Re: factory objects (idle thoughts)
On Sun, 13 Sep 2009, Stefan Ram wrote:
I read this in the world wide web:
?Having dismissed constructors and static factories, it
seems we need to define a factory class whose instances
will support an interface that includes a method that
constructs the desired objects. How will you create the
factory object? By calling a constructor? Or by defining
a meta-factory? After how many meta-meta-meta- ..
meta-factories do you give up and call a constructor??
http://gbracha.blogspot.com/2007/06/constructors-considered-harmful.html
One answer that came to my mind:
An application may use a constructor /once/ to get its first
object, thereafter it uses only factory methods of this
object and other objects to get all other objects.

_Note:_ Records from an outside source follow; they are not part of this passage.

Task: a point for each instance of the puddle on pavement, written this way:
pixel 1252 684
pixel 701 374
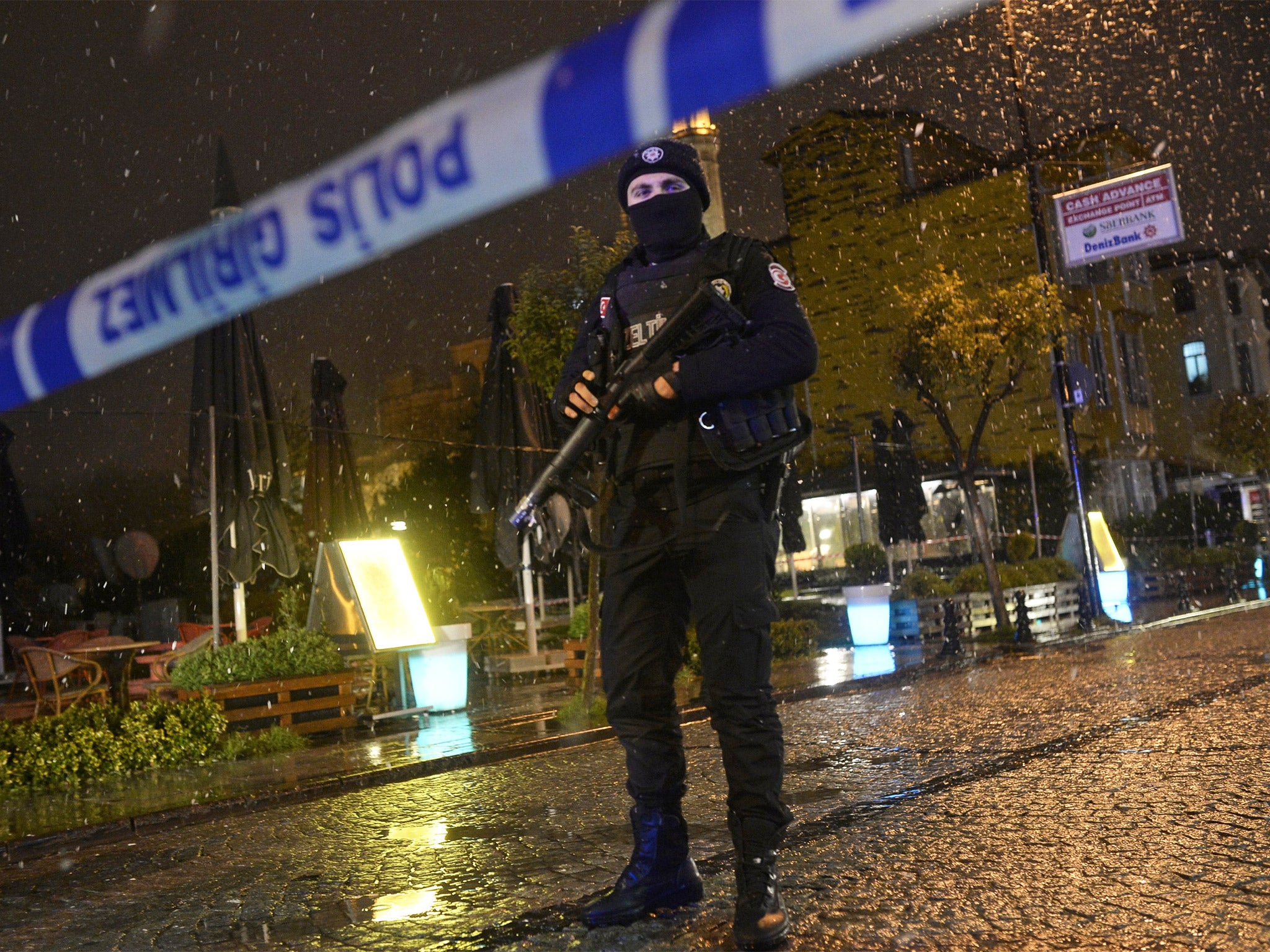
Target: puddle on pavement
pixel 338 914
pixel 806 798
pixel 438 835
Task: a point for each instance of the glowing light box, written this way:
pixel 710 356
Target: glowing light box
pixel 385 589
pixel 1113 574
pixel 363 587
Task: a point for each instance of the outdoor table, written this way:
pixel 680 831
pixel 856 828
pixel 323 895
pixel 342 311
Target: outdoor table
pixel 116 660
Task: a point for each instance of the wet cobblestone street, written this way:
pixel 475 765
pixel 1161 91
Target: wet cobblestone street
pixel 1112 795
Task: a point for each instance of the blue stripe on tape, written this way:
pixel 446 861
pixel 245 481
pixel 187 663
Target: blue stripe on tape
pixel 585 116
pixel 714 55
pixel 12 392
pixel 51 345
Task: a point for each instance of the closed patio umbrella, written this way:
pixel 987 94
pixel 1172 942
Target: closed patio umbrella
pixel 512 426
pixel 333 494
pixel 236 434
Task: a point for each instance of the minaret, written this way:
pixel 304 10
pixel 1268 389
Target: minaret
pixel 225 197
pixel 703 135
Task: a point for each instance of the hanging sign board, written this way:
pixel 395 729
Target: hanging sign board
pixel 1119 216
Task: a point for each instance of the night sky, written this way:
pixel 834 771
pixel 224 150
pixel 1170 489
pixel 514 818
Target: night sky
pixel 111 113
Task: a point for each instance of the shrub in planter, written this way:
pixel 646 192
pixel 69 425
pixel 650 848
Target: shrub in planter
pixel 291 653
pixel 94 742
pixel 794 639
pixel 239 746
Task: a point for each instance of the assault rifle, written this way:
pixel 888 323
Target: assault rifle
pixel 681 330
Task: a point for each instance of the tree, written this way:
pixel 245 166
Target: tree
pixel 553 302
pixel 961 343
pixel 544 328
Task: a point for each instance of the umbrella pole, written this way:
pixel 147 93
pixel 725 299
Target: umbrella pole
pixel 531 625
pixel 239 611
pixel 211 522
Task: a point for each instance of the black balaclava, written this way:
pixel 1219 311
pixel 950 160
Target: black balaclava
pixel 668 225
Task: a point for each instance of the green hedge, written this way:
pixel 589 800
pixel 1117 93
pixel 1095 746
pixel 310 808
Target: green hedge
pixel 293 653
pixel 95 742
pixel 1034 571
pixel 922 583
pixel 1220 557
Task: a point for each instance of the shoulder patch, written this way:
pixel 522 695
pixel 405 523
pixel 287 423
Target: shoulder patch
pixel 780 277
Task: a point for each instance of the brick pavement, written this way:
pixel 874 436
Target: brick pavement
pixel 1099 796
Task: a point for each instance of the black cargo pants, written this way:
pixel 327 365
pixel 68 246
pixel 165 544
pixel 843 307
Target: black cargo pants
pixel 718 570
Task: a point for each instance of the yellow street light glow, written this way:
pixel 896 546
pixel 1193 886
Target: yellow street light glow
pixel 386 593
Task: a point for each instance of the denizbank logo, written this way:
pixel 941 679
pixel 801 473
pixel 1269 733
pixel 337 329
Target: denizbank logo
pixel 1114 242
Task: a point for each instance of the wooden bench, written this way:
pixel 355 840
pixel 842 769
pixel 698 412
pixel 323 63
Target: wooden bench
pixel 319 702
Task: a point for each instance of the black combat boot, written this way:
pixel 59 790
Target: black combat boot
pixel 660 874
pixel 761 920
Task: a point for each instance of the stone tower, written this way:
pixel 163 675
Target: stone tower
pixel 703 135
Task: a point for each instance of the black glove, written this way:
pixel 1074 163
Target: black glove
pixel 641 403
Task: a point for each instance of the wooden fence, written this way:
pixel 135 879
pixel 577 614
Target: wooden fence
pixel 1052 610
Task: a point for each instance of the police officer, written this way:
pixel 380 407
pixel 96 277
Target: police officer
pixel 690 537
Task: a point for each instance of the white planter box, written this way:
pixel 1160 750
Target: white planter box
pixel 869 614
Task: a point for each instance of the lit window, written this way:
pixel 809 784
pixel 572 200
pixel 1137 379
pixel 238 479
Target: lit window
pixel 1196 356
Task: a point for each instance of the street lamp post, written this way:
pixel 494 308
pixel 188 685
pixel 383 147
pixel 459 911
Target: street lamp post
pixel 1060 358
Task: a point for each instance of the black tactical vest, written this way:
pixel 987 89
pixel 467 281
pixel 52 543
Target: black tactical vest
pixel 646 299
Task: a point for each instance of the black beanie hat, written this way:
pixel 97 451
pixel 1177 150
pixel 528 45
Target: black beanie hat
pixel 665 155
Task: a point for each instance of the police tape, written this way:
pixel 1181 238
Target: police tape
pixel 451 162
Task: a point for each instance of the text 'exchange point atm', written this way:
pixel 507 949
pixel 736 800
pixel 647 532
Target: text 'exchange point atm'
pixel 363 593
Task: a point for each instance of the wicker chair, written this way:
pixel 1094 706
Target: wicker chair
pixel 61 682
pixel 161 667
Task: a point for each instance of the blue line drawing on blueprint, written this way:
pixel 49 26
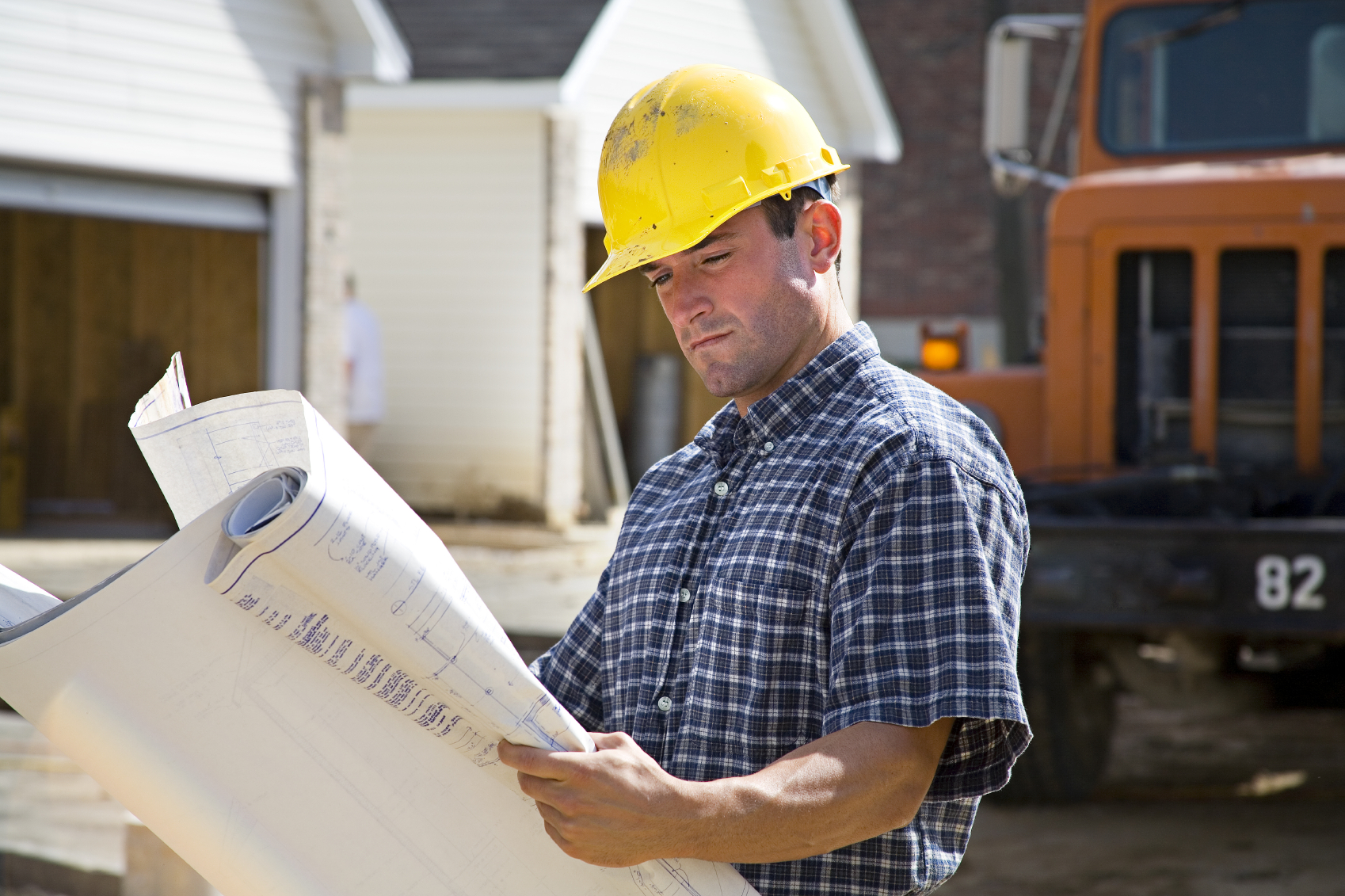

(This might have nothing to do with practical Java
programming, I know.)
It reminds me of Amiga programming, where, in 1985,
programmers learned that there is /one/ fixed address, i.e,
the address 4. So an application would go to address 4 to
find the base address of the system library object (it was
not called ?object?, then) and all other objects it would
retrieve directly or indirectly from this object.
You are spot on in identifying this as a bootstrap problem - that it can't
be factories all the way down, there has to be a concrete act of creation
at some point.
However, the solution isn't necessarily a real constructor call. In fact,
i think it can't be - if you construct a concrete root factory, then
you're implicitly fixing the behaviour of the root factory's factory
methods, and so the factory methods of any factories created by those,
etc.
Rather, i think what you want to do is root the construction tree in some
magic that allows the class of the root factory to be chosen at runtime.
This could be something like:
RootFactory rfac;
if (isRunningOnDesktop()) rfac = new GUIRootFactory();
else if (isRunningInBank()) rfac = new FinancialRootFactory();
else rfac = new DefaultRootFactory();
But you might be better off doing:
String rootFactoryClassName = AppConfig.getRootFactoryClassName();
Class<T extends RootFactory> rootFactoryClass = Class.forName(rootFactoryClassName).asSubclass(RootFactory.class);
RootFactory rfac = rootFactoryClass.newInstance();
Where the classname comes from a configuration file, a system property, or
whatever. That lets you control the type of factory as a matter of runtime
configuration, rather than it being hardcoded.
And once you're doing this, you're basically rolling your own dependency
injection framework, and you should probably be using Spring or some such.